Denizin sesi, tenimde gezinen güneş ışınlarının bıraktığı sıcak his ve arada bir esen ılık rüzgarın mükemmel kombinasyonu, bu hayattaki varlık amacı benim huzurumu bozmak olan Evren tarafından yarım bırakıldı maalesef. Yine.

"Ceren kalk." Derken üstüme de bir avuç kum dökmüştü.

Evren'in gelip ikide bir suyla veya kumla beni rahatsız etmediği zamanlarda güneşlenmeye çalışıyordum aslında.

"Yine ne var?" Dedim gözlerimi açıp. Güneş gözlüğümü saçlarımın arasına kaydırdıktan sonra dirseğimin üzerinde doğruldum. Deniz şortunun üzerine tişörtünü de giymişti bu sefer. "Nereye gidiyorsun?"

"Kalk hadi." Dedi yine. Elindeki siyah pareoyu uzattı. Oturur pozisyona geçerken uzattığı pareoyu alıp giydim.

"Nereye?" Diye sordum yine.

"Eve gideceğim, gelecek misin?" Diye sordu elini ıslak saçlarının arasından geçirirken. "Beni güneş çarptı galiba."

Ayağa kalkıp elimin tersiyle alnına dokundum. "Evet, yanmışsın sen."

"Midem de bulanmaya başladı zaten, gideyim de canım anam bana bakım yapsın."

"Nasıl miden bulandı? Kötü müsün o kadar?"

"Kızım hava neredeyse 40 derece, sen de güneşte durma artık diye geldim. Görkemler masada, git onlarla otur gölgede." Dediğinde ben de parmak arası terliklerimi giyiyordum.

"İyi, gidelim." Dedim şezlongun üstündeki havlumu omzuma atıp.

"Sakın sen de hasta olma bak." Dedi kumsalın bittiği yerdeki merdivenlere doğru ilerlerken. "Bir eve bir hasta yeter."

"Tamam, olmam." Dedim. "Sen kendi derdinle uğraş önce, beni bırak."

"O son deve güreşini yapmayacaktım." Dediğinde güldüm.

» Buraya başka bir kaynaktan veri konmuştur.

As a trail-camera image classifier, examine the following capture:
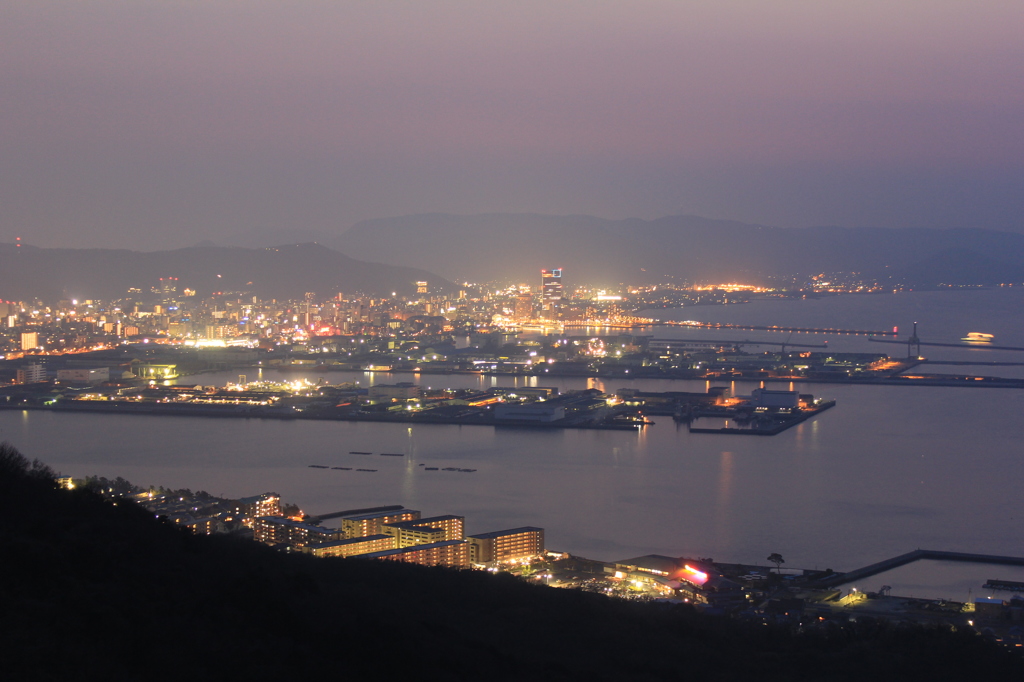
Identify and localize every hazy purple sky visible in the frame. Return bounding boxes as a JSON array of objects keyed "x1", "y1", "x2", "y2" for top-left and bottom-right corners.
[{"x1": 0, "y1": 0, "x2": 1024, "y2": 249}]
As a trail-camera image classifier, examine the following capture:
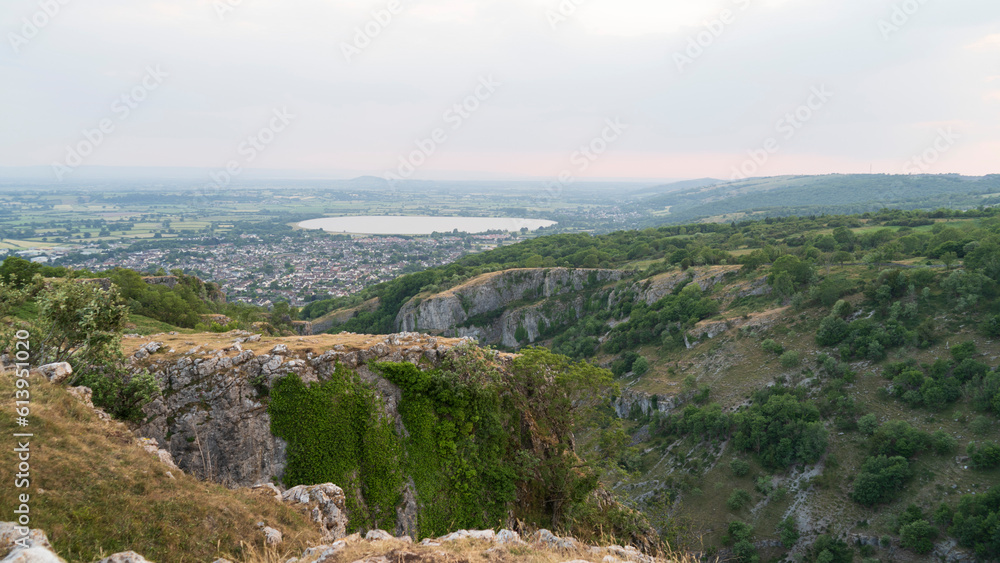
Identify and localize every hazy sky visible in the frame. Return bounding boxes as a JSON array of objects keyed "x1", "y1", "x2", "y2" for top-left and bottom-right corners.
[{"x1": 0, "y1": 0, "x2": 1000, "y2": 178}]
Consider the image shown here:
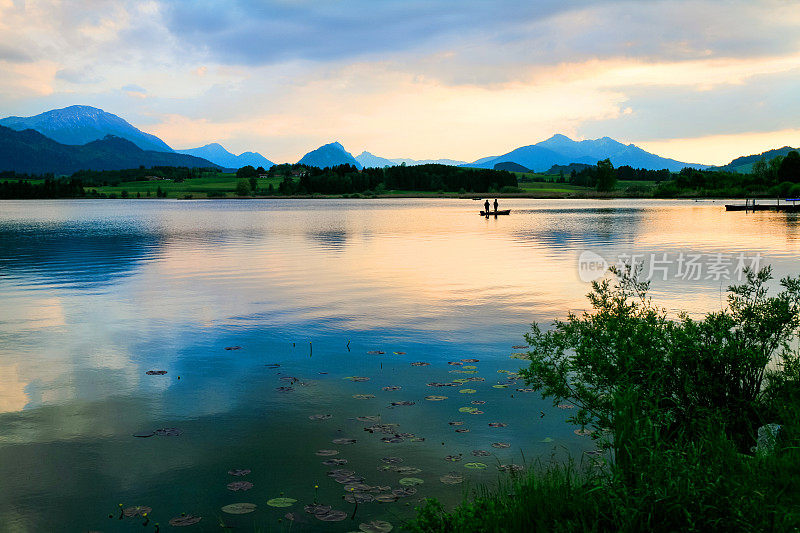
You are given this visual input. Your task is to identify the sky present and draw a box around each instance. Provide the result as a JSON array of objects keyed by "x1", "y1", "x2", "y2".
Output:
[{"x1": 0, "y1": 0, "x2": 800, "y2": 164}]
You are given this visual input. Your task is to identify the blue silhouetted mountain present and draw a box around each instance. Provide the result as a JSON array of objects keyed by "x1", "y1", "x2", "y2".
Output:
[
  {"x1": 175, "y1": 143, "x2": 275, "y2": 168},
  {"x1": 0, "y1": 105, "x2": 172, "y2": 152},
  {"x1": 464, "y1": 135, "x2": 708, "y2": 172},
  {"x1": 298, "y1": 142, "x2": 363, "y2": 169},
  {"x1": 0, "y1": 126, "x2": 217, "y2": 174},
  {"x1": 492, "y1": 161, "x2": 531, "y2": 172},
  {"x1": 356, "y1": 152, "x2": 466, "y2": 168}
]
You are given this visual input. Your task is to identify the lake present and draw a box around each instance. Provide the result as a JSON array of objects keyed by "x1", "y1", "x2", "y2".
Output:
[{"x1": 0, "y1": 199, "x2": 800, "y2": 532}]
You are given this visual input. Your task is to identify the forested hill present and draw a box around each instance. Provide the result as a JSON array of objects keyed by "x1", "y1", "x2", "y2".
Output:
[{"x1": 0, "y1": 126, "x2": 219, "y2": 174}]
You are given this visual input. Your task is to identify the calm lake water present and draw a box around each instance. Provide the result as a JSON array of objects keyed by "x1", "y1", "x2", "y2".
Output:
[{"x1": 0, "y1": 199, "x2": 800, "y2": 532}]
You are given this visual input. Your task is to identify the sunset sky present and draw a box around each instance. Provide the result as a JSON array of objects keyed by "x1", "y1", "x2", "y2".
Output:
[{"x1": 0, "y1": 0, "x2": 800, "y2": 164}]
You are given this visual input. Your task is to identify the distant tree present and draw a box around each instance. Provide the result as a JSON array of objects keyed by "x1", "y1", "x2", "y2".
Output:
[
  {"x1": 778, "y1": 150, "x2": 800, "y2": 183},
  {"x1": 597, "y1": 159, "x2": 617, "y2": 192},
  {"x1": 236, "y1": 178, "x2": 250, "y2": 196}
]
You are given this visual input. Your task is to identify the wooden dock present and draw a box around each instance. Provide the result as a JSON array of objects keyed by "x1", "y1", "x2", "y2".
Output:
[{"x1": 725, "y1": 198, "x2": 800, "y2": 213}]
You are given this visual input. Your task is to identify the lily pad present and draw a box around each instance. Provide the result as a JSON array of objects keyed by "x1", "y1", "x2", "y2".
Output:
[
  {"x1": 314, "y1": 509, "x2": 347, "y2": 522},
  {"x1": 314, "y1": 450, "x2": 339, "y2": 457},
  {"x1": 267, "y1": 497, "x2": 297, "y2": 507},
  {"x1": 122, "y1": 505, "x2": 153, "y2": 518},
  {"x1": 169, "y1": 514, "x2": 203, "y2": 527},
  {"x1": 439, "y1": 472, "x2": 464, "y2": 485},
  {"x1": 154, "y1": 428, "x2": 183, "y2": 437},
  {"x1": 358, "y1": 520, "x2": 393, "y2": 533},
  {"x1": 222, "y1": 503, "x2": 258, "y2": 514},
  {"x1": 227, "y1": 481, "x2": 253, "y2": 491}
]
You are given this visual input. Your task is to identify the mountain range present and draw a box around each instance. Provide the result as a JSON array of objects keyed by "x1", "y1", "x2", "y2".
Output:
[
  {"x1": 0, "y1": 105, "x2": 791, "y2": 176},
  {"x1": 298, "y1": 142, "x2": 364, "y2": 169},
  {"x1": 462, "y1": 135, "x2": 708, "y2": 172},
  {"x1": 175, "y1": 143, "x2": 275, "y2": 169},
  {"x1": 0, "y1": 126, "x2": 217, "y2": 174}
]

Görkem alçı yüzünden denize giremediği için, Yankı da böyle şeylerle uğraşmayacak kadar aklı başında olduğu için Evren sahilde tanıştığı çocuklarla neredeyse bir saat deve güreşi yapmıştı öğlen güneşinin altında.

"Sana söyledik bu sıcakta yapma diye."

"Çok zevkliydi ama. Bir kız bulup sen de gelseydin."

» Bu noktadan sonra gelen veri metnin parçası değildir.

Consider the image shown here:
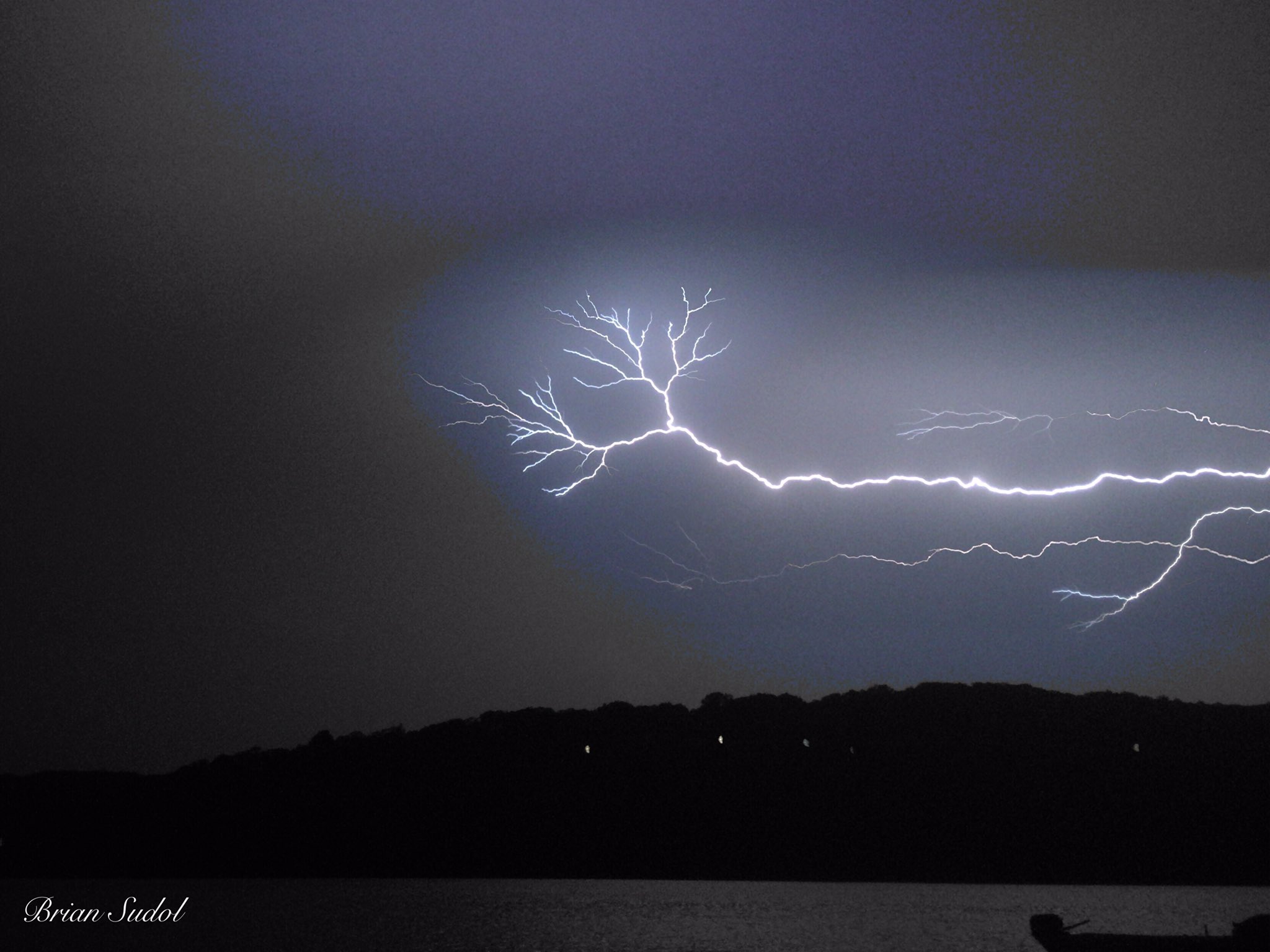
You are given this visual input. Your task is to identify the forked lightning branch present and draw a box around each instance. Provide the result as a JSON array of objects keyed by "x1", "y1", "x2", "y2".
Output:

"Yok, iyiyim ben böyle." Dedim merdivenleri çıkarken. Plajın denizi yukarıdan gören ve gölgede kalan bahçe kısmına çıkmıştık. Görkem'in tek başına oturduğu masaya geldiğimizde Evren bana sarıldı. Gerçekten başına güneş geçmiş olmalıydı.

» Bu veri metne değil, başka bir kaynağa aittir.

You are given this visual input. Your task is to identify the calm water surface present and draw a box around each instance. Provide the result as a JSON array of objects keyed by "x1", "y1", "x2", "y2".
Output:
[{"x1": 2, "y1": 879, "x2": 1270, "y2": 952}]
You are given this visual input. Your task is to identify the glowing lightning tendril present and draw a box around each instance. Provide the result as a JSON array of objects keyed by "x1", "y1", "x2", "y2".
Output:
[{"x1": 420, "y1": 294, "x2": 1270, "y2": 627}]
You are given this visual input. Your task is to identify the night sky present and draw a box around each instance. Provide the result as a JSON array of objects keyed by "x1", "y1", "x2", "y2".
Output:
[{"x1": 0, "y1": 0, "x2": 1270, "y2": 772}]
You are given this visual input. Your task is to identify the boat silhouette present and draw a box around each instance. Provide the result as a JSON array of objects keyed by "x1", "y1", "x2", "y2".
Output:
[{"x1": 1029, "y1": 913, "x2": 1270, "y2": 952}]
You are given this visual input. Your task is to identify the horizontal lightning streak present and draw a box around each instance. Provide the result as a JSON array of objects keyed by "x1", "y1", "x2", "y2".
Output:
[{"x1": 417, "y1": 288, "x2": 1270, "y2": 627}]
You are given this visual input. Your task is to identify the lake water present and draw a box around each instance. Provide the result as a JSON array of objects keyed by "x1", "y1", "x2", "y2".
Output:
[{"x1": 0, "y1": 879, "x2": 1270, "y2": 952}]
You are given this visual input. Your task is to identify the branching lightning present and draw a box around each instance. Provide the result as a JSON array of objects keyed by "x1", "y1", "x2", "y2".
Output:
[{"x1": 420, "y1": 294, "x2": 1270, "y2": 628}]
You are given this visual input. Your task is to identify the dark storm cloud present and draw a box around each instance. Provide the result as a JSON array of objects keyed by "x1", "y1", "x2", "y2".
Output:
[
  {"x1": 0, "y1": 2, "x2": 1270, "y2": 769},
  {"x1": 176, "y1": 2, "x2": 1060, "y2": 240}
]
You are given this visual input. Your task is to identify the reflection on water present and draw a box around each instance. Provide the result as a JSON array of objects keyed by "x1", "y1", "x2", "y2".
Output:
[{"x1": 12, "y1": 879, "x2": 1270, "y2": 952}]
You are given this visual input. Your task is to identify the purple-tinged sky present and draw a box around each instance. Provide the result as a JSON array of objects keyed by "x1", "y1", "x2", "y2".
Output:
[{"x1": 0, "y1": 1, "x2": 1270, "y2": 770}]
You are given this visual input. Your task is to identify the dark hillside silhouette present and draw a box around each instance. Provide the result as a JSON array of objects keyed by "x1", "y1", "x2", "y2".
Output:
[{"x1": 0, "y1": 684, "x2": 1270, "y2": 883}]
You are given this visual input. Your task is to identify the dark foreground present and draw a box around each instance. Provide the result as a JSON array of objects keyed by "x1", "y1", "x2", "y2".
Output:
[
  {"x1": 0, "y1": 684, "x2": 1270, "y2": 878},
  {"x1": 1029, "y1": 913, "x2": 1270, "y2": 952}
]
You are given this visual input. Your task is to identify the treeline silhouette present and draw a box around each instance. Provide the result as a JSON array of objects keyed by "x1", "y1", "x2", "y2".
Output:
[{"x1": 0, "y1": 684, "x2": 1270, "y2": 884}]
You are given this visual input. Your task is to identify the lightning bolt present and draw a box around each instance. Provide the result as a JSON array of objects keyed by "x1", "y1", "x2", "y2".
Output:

"Sakın hasta olma." Diye fısıldadı kulağıma doğru.

"Tamam." Dedim gülerek omzuna vurup. "Git hadi sen."

Geri çekilip burnumu sıktıktan sonra Görkem'e, "Çok hasta olmazsam akşama doğru gelirim." Dedi. "Ya da eve gelecekseniz arayın sizi almaya gelirim. Tabii yatak döşek hasta olmazsam."

"Abartma Evren." Dedim gözlerimi devirerek.

"Tamam Evrenim." Dedi Görkem. "Haberleşiriz."

"Hadi, görüşürüz." Dedikten sonra masanın üstünden telefonunu ve anahtarını alıp gitti.

Görkem yanındaki sandalyeye koltuk değneklerini yasladığı için karşısına oturdum.

"Yankı nerede?"

"Soda almaya gitti, gelir birazdan."

Başımın üstündeki gözlüğü çıkarıp masaya bıraktım. Güneşten ayrılıp bahçenin gölgesine gelince fark etmiştim ben de yandığımı.